Data released by RealtyTrac revealed that total number of foreclosed properties sold in the third quarter of 2012 grew 21% sequentially but fell 3% from the prior-year quarter to 193,059 properties. Of the total foreclosed properties sold, 98,125 properties were at some stage of foreclosure (up 22% both from the prior quarter and the year-ago quarter), while 94,934 were bank-owned (increasing 19% sequentially but declining 20% year over year).
The sale of pre-foreclosed (in default or scheduled for auction) and bank-owned residential properties (REO) was 19% of the total residential sale, inching down from 20% in the prior quarter but in line with the year-ago quarter. Moreover, these residential properties were sold at an average price that was 32% below the average price of a home not in foreclosure.
In addition, properties that were in the early stage of foreclosure were sold within 359 days on an average, after passing through the foreclosure process. Properties owned by banks that were sold had been repossessed about 186 days before sale.
Further, non-foreclosure short sales of properties (accounting for 22% of all residential sales) jumped 15% from the previous quarter and 17% from the year-ago quarter. Short sale is a process where the sales price is below the estimated amount of all outstanding loans of a property.

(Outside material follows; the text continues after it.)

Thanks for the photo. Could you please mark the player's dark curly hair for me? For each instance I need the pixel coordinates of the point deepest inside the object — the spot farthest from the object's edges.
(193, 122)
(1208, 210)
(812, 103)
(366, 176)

Moreover, Georgia recorded the highest foreclosed property sales as it accounted for 38% of all residential home sales, followed by California (36%), Arizona (34%), Nevada (31%) and Florida (26%).

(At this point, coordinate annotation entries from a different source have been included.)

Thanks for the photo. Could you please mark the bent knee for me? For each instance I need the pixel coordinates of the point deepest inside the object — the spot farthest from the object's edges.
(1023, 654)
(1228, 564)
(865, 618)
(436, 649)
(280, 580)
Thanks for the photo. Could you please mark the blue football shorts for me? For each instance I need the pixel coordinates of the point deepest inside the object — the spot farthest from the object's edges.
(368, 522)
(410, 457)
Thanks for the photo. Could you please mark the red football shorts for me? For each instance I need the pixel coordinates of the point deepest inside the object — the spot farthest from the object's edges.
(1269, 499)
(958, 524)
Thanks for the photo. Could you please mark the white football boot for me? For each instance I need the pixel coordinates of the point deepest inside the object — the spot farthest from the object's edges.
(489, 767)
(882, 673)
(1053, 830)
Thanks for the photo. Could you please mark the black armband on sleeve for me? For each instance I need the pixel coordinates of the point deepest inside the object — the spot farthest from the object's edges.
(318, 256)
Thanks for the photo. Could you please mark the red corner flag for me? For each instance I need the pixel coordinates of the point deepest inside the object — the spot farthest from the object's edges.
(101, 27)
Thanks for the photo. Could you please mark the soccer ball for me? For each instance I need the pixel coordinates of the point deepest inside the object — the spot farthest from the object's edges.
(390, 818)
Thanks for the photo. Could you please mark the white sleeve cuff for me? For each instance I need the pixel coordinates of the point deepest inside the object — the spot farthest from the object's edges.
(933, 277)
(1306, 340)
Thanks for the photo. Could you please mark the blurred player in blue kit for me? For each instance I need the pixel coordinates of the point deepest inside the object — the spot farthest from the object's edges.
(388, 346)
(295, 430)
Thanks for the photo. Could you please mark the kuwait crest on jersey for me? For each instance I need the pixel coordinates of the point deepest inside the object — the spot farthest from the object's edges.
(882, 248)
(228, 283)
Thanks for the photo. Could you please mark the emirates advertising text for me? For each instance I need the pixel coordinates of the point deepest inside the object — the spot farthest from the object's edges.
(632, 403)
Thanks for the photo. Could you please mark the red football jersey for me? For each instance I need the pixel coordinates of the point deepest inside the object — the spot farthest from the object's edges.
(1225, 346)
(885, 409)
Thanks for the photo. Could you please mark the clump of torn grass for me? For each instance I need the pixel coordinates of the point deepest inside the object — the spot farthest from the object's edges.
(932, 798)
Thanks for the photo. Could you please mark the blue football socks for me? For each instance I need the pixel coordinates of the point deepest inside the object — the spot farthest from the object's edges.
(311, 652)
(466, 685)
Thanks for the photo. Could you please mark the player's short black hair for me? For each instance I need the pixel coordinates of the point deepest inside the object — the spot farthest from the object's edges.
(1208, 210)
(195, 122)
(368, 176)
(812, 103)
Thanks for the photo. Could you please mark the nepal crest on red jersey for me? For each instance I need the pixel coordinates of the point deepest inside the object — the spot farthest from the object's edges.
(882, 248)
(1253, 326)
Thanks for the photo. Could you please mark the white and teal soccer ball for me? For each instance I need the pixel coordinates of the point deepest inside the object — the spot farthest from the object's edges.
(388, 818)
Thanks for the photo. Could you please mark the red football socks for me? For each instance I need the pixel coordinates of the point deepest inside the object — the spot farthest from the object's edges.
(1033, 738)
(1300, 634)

The surge in foreclosed property sales primarily resulted from resolution of a large number of pending foreclosure cases that were on hold as the mortgage servicers sorted out the foreclosure mess. Post the announcement of the $25 billion settlement deal between five mortgage servicers – JPMorgan Chase & Co. (JPM - Analyst Report) , Bank of America Corporation (BAC - Analyst Report) , Citigroup Inc. (C - Analyst Report) , Ally Financial Inc. and Wells Fargo & Company (WFC - Analyst Report) , 49 states’ attorneys general and the regulators, the number of properties entering foreclosure process is expected to remain elevated.

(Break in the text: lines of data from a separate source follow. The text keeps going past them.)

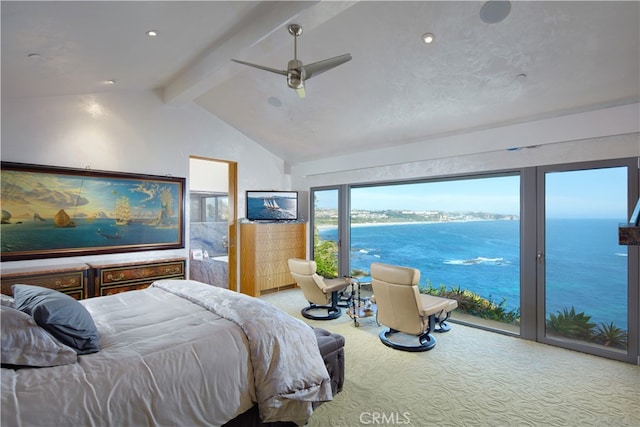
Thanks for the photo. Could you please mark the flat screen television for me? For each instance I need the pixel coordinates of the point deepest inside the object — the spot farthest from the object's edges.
(272, 205)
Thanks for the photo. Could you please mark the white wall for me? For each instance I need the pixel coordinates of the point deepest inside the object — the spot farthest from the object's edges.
(595, 135)
(132, 132)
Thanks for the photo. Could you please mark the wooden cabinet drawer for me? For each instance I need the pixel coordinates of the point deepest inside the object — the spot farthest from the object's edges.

Further, the lenders are in support of short-sales, which is a quicker way of retrieving some amount from their mortgages than waiting for foreclosures (a more expensive and time-consuming process), as evident from the third quarter data. Also, the progress report (for the period from March 1 to September 30) released under the settlement deal shows that the maximum relief was provided via short sale.
However, the scheduled expiration of the Mortgage Forgiveness Debt Relief Act at the end of this year is expected to reverse this trend. The termination of the law would lead to significant increase in income tax for the property owners who agree for short sale, as the part of the unpaid loan not covered by short sale will be considered as taxable income.
Hence, this will lead to higher foreclosed properties in the market, as the homeowners will allow the property to foreclose, rather than taking short sale option. Thus, we believe overcoming the foreclosure crisis is expected to take some time.
Also, home prices across the nation will be pressurized as many properties are expected to come to the market due to increased foreclosure activities. Though the huge surge in foreclosures may dampen the housing prices in the near term, this will enable the housing market to revive over the longer term.